Dans sa jeunesse Sophie Métadier a été militante auprès d’Amis de la Terre avant de rejoindre l’UDI. Indulgente avec la gestion de la pandémie par le gouvernement, elle a eu de la sympathie pour le mouvement des Gilets Jaunes à ses débuts avant de déplorer les violences et blocages qui ont suivi.
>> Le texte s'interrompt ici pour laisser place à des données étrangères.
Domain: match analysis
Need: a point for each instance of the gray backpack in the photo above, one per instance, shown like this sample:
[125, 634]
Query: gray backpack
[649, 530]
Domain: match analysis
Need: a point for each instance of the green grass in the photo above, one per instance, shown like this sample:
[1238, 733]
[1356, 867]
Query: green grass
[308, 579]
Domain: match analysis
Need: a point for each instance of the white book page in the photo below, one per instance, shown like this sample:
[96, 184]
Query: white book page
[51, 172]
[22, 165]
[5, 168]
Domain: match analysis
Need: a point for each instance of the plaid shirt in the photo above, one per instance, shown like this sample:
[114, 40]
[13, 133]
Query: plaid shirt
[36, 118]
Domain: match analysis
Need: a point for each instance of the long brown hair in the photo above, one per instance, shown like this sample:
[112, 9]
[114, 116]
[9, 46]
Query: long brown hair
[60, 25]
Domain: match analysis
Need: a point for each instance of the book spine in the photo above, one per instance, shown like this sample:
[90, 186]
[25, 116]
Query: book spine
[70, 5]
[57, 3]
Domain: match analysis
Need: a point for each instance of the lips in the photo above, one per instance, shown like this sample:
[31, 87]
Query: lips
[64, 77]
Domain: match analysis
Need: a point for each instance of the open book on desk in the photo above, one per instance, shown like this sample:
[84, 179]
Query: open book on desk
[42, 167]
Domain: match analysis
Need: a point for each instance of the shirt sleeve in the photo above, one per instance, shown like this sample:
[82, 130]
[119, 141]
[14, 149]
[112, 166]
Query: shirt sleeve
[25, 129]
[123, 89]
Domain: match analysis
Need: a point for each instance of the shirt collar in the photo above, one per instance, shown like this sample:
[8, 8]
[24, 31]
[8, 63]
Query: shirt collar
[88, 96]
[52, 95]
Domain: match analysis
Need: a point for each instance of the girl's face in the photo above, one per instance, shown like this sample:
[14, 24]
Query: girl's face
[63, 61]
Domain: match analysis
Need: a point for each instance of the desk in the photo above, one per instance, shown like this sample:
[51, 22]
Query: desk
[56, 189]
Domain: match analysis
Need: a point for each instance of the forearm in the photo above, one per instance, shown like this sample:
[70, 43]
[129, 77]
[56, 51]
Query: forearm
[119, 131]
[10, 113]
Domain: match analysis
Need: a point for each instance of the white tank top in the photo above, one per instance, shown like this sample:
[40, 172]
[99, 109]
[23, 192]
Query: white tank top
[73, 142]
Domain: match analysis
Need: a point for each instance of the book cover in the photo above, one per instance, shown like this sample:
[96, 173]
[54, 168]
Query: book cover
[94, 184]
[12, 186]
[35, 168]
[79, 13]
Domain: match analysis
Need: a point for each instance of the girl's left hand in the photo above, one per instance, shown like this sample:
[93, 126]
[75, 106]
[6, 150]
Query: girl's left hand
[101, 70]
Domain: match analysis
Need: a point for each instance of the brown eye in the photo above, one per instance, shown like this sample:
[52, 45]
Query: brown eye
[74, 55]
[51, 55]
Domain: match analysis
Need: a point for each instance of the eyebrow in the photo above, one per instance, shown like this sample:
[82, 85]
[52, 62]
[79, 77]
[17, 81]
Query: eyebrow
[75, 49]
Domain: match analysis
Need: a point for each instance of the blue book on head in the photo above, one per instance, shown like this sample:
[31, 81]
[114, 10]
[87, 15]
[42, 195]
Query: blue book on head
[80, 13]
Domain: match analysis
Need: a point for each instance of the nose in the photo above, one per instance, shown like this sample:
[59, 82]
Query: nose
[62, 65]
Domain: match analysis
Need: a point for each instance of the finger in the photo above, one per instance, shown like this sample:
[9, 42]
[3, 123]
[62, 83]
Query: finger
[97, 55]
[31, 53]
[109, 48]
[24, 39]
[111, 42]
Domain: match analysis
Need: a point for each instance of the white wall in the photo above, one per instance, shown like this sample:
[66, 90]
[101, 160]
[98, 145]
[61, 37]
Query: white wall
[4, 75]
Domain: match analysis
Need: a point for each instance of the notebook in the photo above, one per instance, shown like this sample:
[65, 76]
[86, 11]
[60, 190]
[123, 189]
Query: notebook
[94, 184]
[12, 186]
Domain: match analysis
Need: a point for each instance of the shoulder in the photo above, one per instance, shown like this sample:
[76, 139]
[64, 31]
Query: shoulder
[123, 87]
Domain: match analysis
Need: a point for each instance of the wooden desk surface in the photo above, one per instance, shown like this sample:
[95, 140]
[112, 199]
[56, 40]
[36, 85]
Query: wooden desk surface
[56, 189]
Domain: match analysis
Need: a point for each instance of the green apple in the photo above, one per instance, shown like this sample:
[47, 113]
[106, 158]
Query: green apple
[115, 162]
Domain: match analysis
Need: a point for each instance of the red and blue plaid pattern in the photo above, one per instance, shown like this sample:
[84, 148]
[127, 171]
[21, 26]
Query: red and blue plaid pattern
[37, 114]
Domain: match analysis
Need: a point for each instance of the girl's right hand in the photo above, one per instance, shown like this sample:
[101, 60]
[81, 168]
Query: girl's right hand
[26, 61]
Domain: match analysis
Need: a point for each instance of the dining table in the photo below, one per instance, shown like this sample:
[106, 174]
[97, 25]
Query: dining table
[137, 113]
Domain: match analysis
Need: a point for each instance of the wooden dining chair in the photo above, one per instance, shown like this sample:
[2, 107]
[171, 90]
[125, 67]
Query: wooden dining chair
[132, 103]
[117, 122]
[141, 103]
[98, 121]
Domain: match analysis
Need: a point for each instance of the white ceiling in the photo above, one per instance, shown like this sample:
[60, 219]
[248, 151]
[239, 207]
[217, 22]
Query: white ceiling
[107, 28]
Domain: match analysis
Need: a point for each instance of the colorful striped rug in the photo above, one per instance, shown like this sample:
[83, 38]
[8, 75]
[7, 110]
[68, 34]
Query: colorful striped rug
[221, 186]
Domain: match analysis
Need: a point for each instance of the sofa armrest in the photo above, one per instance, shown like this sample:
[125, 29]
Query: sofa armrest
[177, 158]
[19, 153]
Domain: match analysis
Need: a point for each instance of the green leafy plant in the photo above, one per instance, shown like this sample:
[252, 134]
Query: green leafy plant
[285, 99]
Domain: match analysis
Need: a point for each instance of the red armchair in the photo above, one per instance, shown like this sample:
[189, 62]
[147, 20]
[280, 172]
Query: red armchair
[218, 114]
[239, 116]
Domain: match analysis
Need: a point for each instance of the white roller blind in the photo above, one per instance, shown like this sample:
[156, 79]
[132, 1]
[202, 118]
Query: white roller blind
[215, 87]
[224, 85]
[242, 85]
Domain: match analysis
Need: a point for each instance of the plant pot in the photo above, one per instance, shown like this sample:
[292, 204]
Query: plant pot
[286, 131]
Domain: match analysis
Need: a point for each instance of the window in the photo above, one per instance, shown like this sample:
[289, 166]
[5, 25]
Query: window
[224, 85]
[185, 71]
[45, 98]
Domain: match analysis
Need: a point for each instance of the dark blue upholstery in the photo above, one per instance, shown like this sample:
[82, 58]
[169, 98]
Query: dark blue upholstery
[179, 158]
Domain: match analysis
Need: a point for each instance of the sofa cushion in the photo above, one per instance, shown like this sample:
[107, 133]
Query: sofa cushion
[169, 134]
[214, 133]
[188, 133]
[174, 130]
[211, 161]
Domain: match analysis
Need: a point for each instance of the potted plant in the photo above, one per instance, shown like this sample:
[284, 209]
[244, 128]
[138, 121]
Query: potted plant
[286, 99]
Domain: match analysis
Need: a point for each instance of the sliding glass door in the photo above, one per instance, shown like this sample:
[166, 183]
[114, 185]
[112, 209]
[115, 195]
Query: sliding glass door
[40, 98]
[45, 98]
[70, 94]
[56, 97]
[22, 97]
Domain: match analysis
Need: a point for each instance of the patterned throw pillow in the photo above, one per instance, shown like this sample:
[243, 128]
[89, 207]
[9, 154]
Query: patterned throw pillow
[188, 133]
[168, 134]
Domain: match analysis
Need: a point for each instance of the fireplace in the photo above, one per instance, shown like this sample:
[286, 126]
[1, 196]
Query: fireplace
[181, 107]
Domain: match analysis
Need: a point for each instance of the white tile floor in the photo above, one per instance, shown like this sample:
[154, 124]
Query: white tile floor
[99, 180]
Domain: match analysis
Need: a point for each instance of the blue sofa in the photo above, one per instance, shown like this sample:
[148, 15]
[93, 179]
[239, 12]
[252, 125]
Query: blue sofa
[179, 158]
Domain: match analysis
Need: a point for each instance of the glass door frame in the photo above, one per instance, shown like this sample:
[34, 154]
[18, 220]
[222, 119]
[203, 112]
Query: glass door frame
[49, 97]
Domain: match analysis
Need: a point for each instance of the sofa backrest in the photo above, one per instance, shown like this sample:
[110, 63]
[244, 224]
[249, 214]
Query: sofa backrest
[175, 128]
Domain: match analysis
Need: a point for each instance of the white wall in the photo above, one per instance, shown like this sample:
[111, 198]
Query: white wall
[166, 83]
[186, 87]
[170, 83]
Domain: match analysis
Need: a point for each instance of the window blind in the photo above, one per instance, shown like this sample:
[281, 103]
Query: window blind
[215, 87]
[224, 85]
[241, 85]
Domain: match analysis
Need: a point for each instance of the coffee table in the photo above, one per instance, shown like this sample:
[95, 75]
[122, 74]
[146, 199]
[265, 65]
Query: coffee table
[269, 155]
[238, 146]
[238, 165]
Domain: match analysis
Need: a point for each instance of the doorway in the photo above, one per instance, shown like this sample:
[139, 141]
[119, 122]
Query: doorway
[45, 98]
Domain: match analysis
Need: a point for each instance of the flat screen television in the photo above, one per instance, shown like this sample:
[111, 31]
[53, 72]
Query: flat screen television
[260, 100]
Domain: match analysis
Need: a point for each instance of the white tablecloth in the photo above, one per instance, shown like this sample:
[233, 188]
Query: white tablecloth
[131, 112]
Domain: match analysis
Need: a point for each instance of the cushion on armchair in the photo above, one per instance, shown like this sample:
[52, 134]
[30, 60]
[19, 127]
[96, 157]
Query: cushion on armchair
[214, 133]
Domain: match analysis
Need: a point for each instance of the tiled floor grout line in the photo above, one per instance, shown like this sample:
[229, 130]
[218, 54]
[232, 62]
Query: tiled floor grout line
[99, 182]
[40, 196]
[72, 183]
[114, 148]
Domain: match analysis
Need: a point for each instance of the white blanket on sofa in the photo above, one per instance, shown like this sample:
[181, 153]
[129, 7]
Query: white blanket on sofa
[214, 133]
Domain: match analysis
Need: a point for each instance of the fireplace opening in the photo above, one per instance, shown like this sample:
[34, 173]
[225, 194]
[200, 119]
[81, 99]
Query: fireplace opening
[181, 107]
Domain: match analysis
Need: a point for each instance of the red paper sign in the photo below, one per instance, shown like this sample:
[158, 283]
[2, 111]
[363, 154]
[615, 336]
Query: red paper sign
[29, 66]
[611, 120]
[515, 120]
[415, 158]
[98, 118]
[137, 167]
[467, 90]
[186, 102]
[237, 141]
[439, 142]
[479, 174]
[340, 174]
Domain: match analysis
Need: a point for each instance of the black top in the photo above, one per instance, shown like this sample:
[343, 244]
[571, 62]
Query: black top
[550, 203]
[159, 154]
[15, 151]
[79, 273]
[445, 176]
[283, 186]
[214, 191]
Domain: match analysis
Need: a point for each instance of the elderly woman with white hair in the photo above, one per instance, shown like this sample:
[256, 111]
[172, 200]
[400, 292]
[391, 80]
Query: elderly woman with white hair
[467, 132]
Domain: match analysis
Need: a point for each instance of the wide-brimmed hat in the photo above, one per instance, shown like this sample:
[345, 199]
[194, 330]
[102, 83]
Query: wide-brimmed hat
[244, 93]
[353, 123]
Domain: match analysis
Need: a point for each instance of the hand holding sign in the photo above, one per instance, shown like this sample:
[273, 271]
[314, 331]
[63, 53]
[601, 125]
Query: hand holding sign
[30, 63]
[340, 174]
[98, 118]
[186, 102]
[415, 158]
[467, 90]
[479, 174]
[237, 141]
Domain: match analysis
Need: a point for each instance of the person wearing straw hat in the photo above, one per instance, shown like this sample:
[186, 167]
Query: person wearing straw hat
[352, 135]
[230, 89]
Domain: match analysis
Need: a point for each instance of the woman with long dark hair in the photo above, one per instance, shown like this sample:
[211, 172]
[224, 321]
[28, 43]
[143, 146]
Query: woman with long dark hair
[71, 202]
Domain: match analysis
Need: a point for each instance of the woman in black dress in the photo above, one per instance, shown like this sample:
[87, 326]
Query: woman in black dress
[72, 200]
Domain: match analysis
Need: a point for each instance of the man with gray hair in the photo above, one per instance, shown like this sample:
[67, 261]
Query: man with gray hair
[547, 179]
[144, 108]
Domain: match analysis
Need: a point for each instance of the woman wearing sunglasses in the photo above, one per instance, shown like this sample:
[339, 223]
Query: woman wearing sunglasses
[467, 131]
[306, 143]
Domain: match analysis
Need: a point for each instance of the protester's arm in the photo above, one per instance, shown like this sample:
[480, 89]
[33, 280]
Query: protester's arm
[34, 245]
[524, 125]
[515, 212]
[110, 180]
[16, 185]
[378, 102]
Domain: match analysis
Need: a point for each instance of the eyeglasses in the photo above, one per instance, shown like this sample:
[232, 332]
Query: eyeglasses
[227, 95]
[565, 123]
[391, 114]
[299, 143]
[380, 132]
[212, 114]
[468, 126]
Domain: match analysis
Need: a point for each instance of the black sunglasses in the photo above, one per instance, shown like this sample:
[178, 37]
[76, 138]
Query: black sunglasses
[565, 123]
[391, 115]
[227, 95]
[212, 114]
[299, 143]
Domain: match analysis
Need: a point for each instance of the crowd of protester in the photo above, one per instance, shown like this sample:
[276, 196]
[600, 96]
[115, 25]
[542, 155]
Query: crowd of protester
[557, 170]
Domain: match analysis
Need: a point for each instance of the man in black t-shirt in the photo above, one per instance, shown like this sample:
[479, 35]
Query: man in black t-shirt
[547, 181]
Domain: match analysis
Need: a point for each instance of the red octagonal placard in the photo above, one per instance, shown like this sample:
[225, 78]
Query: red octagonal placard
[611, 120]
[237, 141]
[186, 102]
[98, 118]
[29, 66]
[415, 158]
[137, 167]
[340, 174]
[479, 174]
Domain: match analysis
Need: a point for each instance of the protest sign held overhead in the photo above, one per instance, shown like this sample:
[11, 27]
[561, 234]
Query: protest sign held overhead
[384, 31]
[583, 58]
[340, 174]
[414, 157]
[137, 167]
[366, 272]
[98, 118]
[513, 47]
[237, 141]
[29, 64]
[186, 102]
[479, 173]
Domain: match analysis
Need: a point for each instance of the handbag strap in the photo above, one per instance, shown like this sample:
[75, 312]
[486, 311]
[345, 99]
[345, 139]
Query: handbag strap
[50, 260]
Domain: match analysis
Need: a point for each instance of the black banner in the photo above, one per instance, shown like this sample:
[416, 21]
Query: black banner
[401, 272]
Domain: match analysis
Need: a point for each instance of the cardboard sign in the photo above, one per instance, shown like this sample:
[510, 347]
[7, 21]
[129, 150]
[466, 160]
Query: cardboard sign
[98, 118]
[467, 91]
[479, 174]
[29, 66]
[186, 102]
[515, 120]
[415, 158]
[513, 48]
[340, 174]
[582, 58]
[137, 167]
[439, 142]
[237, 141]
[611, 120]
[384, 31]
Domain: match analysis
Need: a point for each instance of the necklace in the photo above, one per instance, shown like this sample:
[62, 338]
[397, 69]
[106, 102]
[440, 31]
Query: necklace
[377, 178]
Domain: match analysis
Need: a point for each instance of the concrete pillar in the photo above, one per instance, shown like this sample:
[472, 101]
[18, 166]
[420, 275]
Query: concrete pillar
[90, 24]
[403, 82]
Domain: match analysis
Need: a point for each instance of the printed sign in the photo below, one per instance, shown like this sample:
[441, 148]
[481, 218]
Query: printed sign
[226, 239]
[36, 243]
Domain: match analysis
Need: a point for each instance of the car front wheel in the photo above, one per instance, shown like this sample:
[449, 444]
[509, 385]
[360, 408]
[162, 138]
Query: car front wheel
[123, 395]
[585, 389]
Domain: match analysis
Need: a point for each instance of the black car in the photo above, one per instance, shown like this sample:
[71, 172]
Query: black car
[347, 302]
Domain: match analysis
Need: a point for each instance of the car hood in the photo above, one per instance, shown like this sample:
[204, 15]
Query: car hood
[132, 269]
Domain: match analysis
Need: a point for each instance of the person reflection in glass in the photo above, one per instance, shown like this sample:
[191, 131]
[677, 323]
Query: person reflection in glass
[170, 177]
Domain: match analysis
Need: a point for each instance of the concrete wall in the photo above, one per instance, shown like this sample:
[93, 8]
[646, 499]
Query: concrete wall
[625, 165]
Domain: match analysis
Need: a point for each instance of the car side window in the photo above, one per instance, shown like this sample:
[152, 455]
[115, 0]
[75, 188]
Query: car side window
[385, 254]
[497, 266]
Sa vision de la personnalité politique ? « Quelqu’un d’irréprochable ». Se disant complètement Macron-compatible, plus proche d’LREM que des Républicains, elle est aujourd’hui non encartée expliquant qu’elle n’est « pas à l’aise » avec les partis : « J’aime garder mon indépendance de vue. » Selon elle il est encore trop tôt pour dire par quels mouvements elle sera soutenue dans sa démarche électorale (le parti LREM a néanmoins annoncé qu’elle aurait son appui). Si, pour l’instant, personne d’autre ne vient la challenger sur le terrain de cette législative partielle, l’élue locale s’attend à une démarche difficile : une campagne dans un temps très court, en pleine crise sanitaire et dans un contexte où la défiance envers les élus de premier plan ne cesse de s’accroître. Cela dit, elle envisage l’exercice comme un tremplin et s’inscrit déjà pour mener bataille pour la députation lors du renouvellement total du parlement en 2022.